(Decided I'm just going to go ahead and do a couple game reviews in a row this week. It happens occasionally.)
Nan Creatures is a flash game that I'll admit right off the bat that I'm not really recommending. (You might notice that I've linked the hacked version from Arcade Prehacks; there's a good reason for that.)
Gameplay-wise, Nan Creatures is a mon game where your mons are basically the wizards from Ether of Magic Cards. (Except for variations in the card/move pools, they're essentially exactly the same, to the point where I'm wondering even more about what inspired what than I was in the EoMC post.)
(The above screenshot was chosen to depict as many of the mons from the game as possible in one screenshot, because I quite like the creature designs. Click for full view, obviously.)
The key difference is that since you can have a team, the gameplay is quite a bit more balanced. (If you haven't recently read the EoMC article, I basically stated that battles tend towards either super-slow and grindy or quick and swingy.)
It's very polished, though with a few oddities, such as the "immunity" status effect being both impervious to being dispelled and protecting from several status effects as well as its stated purpose of granting temporary invulnerability. (I'm not saying I mind the total invulnerability so much, but I'd rather the tooltips tell me it's there... and for balance purposes dispelling it would probably be preferable, no matter how awesome it is to put the whole team under immunity for two turns and just chuckle as the surprisingly clever AI scrambles into a defensive footing.) I particularly like the "combo" abilities, which allow one to use multiple cards/moves (and is an interesting demonstration of how much design space such an ability actually has*), though they'd clearly be far too powerful for a 1v1 game like EoMC**.
Quite a bit of fun once you've picked up the rhythm and felt out the game design, really.
So it's a shame that 1) the game is one that you'd normally need to burn hours on to get anywhere, and 2) technically it's an advertisement for a game you'd need to register and sign in to play properly.
See, there's no save feature normally, and you'd normally need to spend hours grinding to buy what you need to advance past the first few levels.

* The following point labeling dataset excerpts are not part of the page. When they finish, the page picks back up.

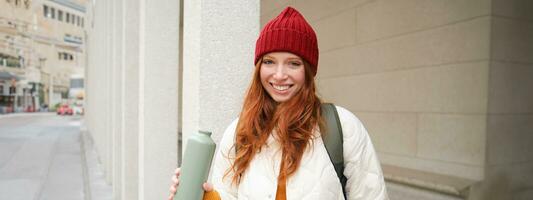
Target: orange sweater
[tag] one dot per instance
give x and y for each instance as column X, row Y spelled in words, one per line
column 280, row 194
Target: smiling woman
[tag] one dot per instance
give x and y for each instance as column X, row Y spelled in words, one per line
column 282, row 75
column 275, row 147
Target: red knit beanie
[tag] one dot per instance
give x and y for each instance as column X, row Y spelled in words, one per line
column 289, row 32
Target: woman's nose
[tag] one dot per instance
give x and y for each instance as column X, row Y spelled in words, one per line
column 280, row 72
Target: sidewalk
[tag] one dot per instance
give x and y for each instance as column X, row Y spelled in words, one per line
column 96, row 188
column 44, row 156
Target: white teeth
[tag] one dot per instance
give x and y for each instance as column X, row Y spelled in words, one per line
column 281, row 87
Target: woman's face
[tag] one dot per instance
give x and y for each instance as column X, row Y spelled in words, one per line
column 282, row 75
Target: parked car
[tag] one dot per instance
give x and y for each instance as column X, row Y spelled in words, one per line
column 64, row 110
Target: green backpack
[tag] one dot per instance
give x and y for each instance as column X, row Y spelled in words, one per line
column 333, row 141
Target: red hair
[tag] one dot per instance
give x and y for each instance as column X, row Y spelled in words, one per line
column 294, row 122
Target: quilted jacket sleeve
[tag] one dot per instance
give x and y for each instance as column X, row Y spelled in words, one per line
column 223, row 159
column 362, row 168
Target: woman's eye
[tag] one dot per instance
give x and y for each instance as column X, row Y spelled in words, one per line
column 267, row 62
column 295, row 64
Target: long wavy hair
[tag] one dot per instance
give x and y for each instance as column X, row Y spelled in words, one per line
column 294, row 122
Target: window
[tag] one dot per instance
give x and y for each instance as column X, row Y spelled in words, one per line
column 73, row 20
column 76, row 83
column 45, row 11
column 59, row 15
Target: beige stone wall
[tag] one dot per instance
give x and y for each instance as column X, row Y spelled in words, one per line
column 444, row 87
column 509, row 171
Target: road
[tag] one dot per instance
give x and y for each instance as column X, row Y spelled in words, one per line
column 41, row 158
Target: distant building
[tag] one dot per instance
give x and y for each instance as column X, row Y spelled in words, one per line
column 42, row 46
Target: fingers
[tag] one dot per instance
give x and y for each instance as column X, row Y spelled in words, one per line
column 174, row 185
column 208, row 187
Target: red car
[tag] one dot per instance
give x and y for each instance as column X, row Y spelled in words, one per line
column 64, row 110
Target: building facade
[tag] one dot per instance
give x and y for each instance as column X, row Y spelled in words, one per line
column 444, row 87
column 42, row 48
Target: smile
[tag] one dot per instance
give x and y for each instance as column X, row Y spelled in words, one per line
column 281, row 87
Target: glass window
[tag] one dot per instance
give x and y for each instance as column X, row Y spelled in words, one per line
column 46, row 13
column 76, row 83
column 59, row 15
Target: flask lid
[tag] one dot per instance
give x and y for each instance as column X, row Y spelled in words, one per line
column 208, row 133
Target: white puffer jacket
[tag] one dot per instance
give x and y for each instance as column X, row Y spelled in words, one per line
column 316, row 177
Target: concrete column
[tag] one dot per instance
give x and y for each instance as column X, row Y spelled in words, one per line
column 109, row 97
column 130, row 161
column 117, row 86
column 158, row 96
column 219, row 40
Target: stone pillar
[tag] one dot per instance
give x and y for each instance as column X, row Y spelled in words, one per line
column 509, row 162
column 218, row 42
column 129, row 139
column 158, row 100
column 117, row 95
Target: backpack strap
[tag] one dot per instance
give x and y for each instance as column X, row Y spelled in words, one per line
column 333, row 141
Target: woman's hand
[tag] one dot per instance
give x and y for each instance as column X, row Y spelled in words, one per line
column 175, row 182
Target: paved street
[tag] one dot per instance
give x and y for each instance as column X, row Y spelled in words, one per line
column 42, row 158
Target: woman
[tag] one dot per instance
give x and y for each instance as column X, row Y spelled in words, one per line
column 274, row 149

And the game also has pesky annoying popup dialogues reminding you of this every time you do something that a normal game might remember.
So that's why I linked the hacked version, which gives you an easy way to win battles, and while it doesn't automatically give you tons of in-game money, hitting the "win battle" button repeatedly when you're in the post-battle screen actually gives you more to spend-upon discovering this, I easily made about 1.3 million in-game gold.
And even then, there's still the danged popups.
Such a shame, really.
I don't really know for certain if membership on the website requires any kind of money, but it seems rather likely. (And, of course, sometimes sites like that go down, orphaning games like this.) But if (and that can be a kinda severe if) you can get around the various problems surrounding the game, it's not a bad way to spend a few hours.
*To wit, there's the obvious combo move types (which I'll abbreviate "C"), C2 (make two moves in addition to this one) and C3 (make three moves, i.e. the maximum possible). (Note that using the two moves together effectively freezes the game because you run out of moves to use and then you can't backtrack. Not very good programming/interface/game design.) There's also "C1 plus damage," "C1 plus status buff," and "C1 plus negative status effect." In effect, a weaker than average normal move that also lets you use one more move. And yes, you can use these moves together with C2 to use your entire set of moves at once like you would with C3 and three normal moves.
**I know they would be because the closest thing Ether of Magic Cards has to the combo moves is the Wrath of God card, which forces the opponent to skip a turn and inflicts the most damage of any attack card. Two Wraths and a half-decent attack in one's opening hand is literally an instant win, and another card that forces a skipped turn can buy one the time one needs to draw that last bit of damage.